The Nato-led peacekeeping mission is scaling back, writes DANIEL MCLAUGHLINin Dobrotin
ZIVOJIN MIHAJLOVIC welcomes the Irishmen into his house with a clinking tray of drinks. But there is none of the sweetness of the coffee or the warmth of the plum brandy in his description of life in Kosovo.
“We need jobs, we need electricity, we need water,” he says. “We have huge problems with these basic things. We don’t trust the politicians or the police, and there is so much crime and corruption. And it’s only got worse since independence.”
Mihajlovic has nothing good to say about life for Serbs in Kosovo, the 90 per cent ethnic Albanian state that declared independence from Belgrade in February 2008, after nine years under UN administration.
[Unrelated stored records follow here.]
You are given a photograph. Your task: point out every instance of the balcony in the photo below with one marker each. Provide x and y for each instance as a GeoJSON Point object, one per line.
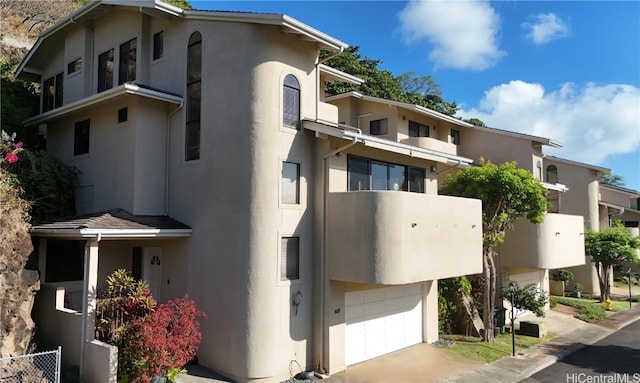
{"type": "Point", "coordinates": [327, 113]}
{"type": "Point", "coordinates": [389, 237]}
{"type": "Point", "coordinates": [557, 242]}
{"type": "Point", "coordinates": [432, 144]}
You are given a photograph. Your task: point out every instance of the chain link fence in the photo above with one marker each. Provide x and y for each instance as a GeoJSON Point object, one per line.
{"type": "Point", "coordinates": [42, 367]}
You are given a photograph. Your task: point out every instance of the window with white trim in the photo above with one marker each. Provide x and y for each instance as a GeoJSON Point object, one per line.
{"type": "Point", "coordinates": [289, 258]}
{"type": "Point", "coordinates": [290, 183]}
{"type": "Point", "coordinates": [194, 90]}
{"type": "Point", "coordinates": [291, 102]}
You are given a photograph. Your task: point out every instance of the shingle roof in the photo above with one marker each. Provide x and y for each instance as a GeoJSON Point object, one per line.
{"type": "Point", "coordinates": [115, 221]}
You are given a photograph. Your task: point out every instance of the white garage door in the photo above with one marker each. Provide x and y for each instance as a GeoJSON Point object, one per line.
{"type": "Point", "coordinates": [382, 320]}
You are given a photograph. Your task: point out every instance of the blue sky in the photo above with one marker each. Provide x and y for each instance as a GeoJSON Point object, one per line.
{"type": "Point", "coordinates": [566, 70]}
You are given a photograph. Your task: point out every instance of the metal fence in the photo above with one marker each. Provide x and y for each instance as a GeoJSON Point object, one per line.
{"type": "Point", "coordinates": [41, 367]}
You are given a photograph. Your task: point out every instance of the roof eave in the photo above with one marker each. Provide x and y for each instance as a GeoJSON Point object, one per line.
{"type": "Point", "coordinates": [126, 88]}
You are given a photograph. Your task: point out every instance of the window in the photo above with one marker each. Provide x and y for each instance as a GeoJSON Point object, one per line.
{"type": "Point", "coordinates": [123, 115]}
{"type": "Point", "coordinates": [74, 66]}
{"type": "Point", "coordinates": [289, 258]}
{"type": "Point", "coordinates": [81, 138]}
{"type": "Point", "coordinates": [378, 127]}
{"type": "Point", "coordinates": [105, 71]}
{"type": "Point", "coordinates": [290, 183]}
{"type": "Point", "coordinates": [416, 180]}
{"type": "Point", "coordinates": [158, 45]}
{"type": "Point", "coordinates": [65, 260]}
{"type": "Point", "coordinates": [552, 174]}
{"type": "Point", "coordinates": [418, 130]}
{"type": "Point", "coordinates": [291, 102]}
{"type": "Point", "coordinates": [366, 174]}
{"type": "Point", "coordinates": [194, 76]}
{"type": "Point", "coordinates": [455, 137]}
{"type": "Point", "coordinates": [127, 67]}
{"type": "Point", "coordinates": [52, 92]}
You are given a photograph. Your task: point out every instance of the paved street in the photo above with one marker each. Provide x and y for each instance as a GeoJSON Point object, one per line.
{"type": "Point", "coordinates": [615, 358]}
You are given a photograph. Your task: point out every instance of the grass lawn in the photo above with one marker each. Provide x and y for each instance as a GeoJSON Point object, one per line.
{"type": "Point", "coordinates": [475, 349]}
{"type": "Point", "coordinates": [590, 310]}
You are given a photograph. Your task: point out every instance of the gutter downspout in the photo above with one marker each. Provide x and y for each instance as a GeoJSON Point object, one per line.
{"type": "Point", "coordinates": [323, 270]}
{"type": "Point", "coordinates": [167, 158]}
{"type": "Point", "coordinates": [323, 297]}
{"type": "Point", "coordinates": [85, 303]}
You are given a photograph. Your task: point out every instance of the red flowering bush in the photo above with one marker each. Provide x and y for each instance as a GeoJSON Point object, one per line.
{"type": "Point", "coordinates": [165, 339]}
{"type": "Point", "coordinates": [153, 339]}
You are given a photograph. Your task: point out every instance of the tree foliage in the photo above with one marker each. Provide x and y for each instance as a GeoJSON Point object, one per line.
{"type": "Point", "coordinates": [408, 87]}
{"type": "Point", "coordinates": [507, 193]}
{"type": "Point", "coordinates": [607, 249]}
{"type": "Point", "coordinates": [527, 297]}
{"type": "Point", "coordinates": [152, 339]}
{"type": "Point", "coordinates": [611, 179]}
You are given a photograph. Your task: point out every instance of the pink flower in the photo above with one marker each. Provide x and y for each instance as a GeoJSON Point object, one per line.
{"type": "Point", "coordinates": [11, 157]}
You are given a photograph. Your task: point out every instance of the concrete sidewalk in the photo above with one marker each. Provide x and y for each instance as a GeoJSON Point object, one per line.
{"type": "Point", "coordinates": [528, 362]}
{"type": "Point", "coordinates": [426, 363]}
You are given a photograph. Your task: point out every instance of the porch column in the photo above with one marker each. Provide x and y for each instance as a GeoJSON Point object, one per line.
{"type": "Point", "coordinates": [90, 292]}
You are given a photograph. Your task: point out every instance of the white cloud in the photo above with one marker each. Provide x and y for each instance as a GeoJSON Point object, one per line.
{"type": "Point", "coordinates": [545, 27]}
{"type": "Point", "coordinates": [462, 34]}
{"type": "Point", "coordinates": [592, 122]}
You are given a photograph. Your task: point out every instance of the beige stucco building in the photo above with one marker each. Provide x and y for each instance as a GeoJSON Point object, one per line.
{"type": "Point", "coordinates": [530, 250]}
{"type": "Point", "coordinates": [212, 165]}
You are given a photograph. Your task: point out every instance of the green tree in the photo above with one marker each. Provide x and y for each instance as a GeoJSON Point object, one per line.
{"type": "Point", "coordinates": [607, 249]}
{"type": "Point", "coordinates": [527, 297]}
{"type": "Point", "coordinates": [408, 87]}
{"type": "Point", "coordinates": [611, 179]}
{"type": "Point", "coordinates": [507, 193]}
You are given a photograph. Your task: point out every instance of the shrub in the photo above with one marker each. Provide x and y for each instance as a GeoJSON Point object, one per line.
{"type": "Point", "coordinates": [165, 339]}
{"type": "Point", "coordinates": [152, 339]}
{"type": "Point", "coordinates": [562, 275]}
{"type": "Point", "coordinates": [591, 313]}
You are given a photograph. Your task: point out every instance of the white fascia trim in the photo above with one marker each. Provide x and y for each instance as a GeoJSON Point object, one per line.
{"type": "Point", "coordinates": [557, 187]}
{"type": "Point", "coordinates": [271, 19]}
{"type": "Point", "coordinates": [113, 233]}
{"type": "Point", "coordinates": [343, 76]}
{"type": "Point", "coordinates": [135, 233]}
{"type": "Point", "coordinates": [103, 96]}
{"type": "Point", "coordinates": [392, 146]}
{"type": "Point", "coordinates": [581, 164]}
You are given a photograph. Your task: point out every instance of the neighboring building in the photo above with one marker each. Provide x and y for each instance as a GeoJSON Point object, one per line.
{"type": "Point", "coordinates": [212, 166]}
{"type": "Point", "coordinates": [529, 250]}
{"type": "Point", "coordinates": [582, 198]}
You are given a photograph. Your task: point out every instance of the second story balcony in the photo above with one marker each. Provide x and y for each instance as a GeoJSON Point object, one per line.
{"type": "Point", "coordinates": [557, 242]}
{"type": "Point", "coordinates": [432, 144]}
{"type": "Point", "coordinates": [389, 237]}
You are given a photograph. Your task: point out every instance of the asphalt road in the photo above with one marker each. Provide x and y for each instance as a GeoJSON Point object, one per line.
{"type": "Point", "coordinates": [615, 358]}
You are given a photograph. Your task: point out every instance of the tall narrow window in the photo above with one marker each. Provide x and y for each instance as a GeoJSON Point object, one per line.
{"type": "Point", "coordinates": [194, 79]}
{"type": "Point", "coordinates": [552, 174]}
{"type": "Point", "coordinates": [418, 130]}
{"type": "Point", "coordinates": [291, 102]}
{"type": "Point", "coordinates": [105, 71]}
{"type": "Point", "coordinates": [289, 258]}
{"type": "Point", "coordinates": [158, 45]}
{"type": "Point", "coordinates": [52, 93]}
{"type": "Point", "coordinates": [74, 66]}
{"type": "Point", "coordinates": [379, 127]}
{"type": "Point", "coordinates": [81, 138]}
{"type": "Point", "coordinates": [127, 67]}
{"type": "Point", "coordinates": [290, 183]}
{"type": "Point", "coordinates": [455, 137]}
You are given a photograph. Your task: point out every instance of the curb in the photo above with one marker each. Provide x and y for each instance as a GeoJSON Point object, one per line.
{"type": "Point", "coordinates": [535, 359]}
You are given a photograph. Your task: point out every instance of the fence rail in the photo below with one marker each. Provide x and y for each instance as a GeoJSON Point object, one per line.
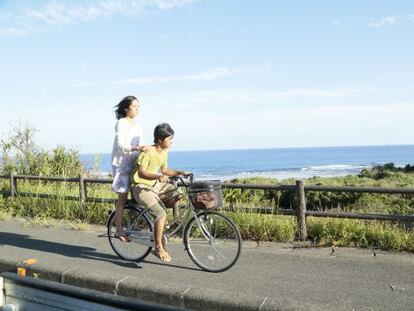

But he is full of praise for his guests, two of Ireland’s peacekeepers in Kosovo, even though their loaded guns and four-wheel drive oblige them to forego his pungent home brew.
It is 10 years since Irish troops first deployed to Kosovo as part of Kfor, the Nato-led, UN-mandated mission to provide security in the ex-Yugoslav province following the withdrawal of Slobodan Milosevic’s Serb forces and the end of his war with ethnic-Albanian rebels.
At its height, Kfor boasted 50,000 soldiers, and about 4,000 Irish men and women have served in Kosovo since 1999. Now, a reduction in violence and the transfer of some security duties to local police are allowing a gradual drawdown of Kfor troops, leaving Ireland’s current 239 personnel with an expanded role in the 12,600-strong peacekeeping force.
The importance of that role is one of the few things on which Kosovo Albanians and Serbs agree. “We trust Kfor. For 10 years they have been the only ones that guaranteed our freedom of movement and looked after our needs. It is the only institution that is not biased against us,” says Mihajlovic. “We don’t want the Kosovo police to take over. We report thefts and other problems but they do nothing. For as long as Kfor is here, at least we feel that nothing terrible can happen to us.”
Mihajlovic’s fears are not unfounded. Albanian reprisals for atrocities committed during the 1998 to 1999 war drove some 200,000 Serbs and Roma from their homes and, though subsequent clashes have been much smaller, the potential for violence remains.
In March 2004, Irish troops helped quell Albanian attacks on Serb enclaves, in which 19 people were killed, hundreds of Serb homes were destroyed and several medieval Serb Orthodox churches razed.
Serbs denounce the policy of western powers in Kosovo, from the Nato bombing campaign that ended the war to US and EU support for Kosovo’s independence. But in these isolated enclaves, Kfor soothes Serb fears of a repeat of March 2004, or worse.
Confident in their newly won independence, Kosovo Albanians now have little to fear from their Serb neighbours. While some are sceptical of the EU’s “rule of law” mission in Kosovo, most still welcome the international security guarantee represented by Kfor.
Just a couple of kilometres down the road from Dobrotin, Uke Kryeziu chats with Cpl Brian Kelly from Dublin and Capt John Aherne from Roscommon.
Kryeziu fought against the Serbs with the Kosovo Liberation Army, and is now a doctor in the Albanian village of Sllovi.
He was not in the village when Serb paramilitaries massacred 45 of his relatives and neighbours in April 1999. The dead lie in a cemetery on a hillside above the village, overlooked by a cluster of Kfor communication aerials.
Kryeziu claims the killers were accompanied by Serbs from Sllovi, some of whom now live in Dobrotin. “This was an ethnically mixed village but, if we are to live together now, the Serbs must admit their atrocities and try those who committed them. Until then we will have problems,” he says.
“Seeing the Irish Kfor troops every day makes us feel secure. But it is good that Kfor is downsizing, because it means that things are improving here.”
This is a judgment that Serbs dispute, and a prospect that they dread. As thousands of Ireland’s troops know after serving in Kosovo, a great gulf separates near neighbours in this tiny new state.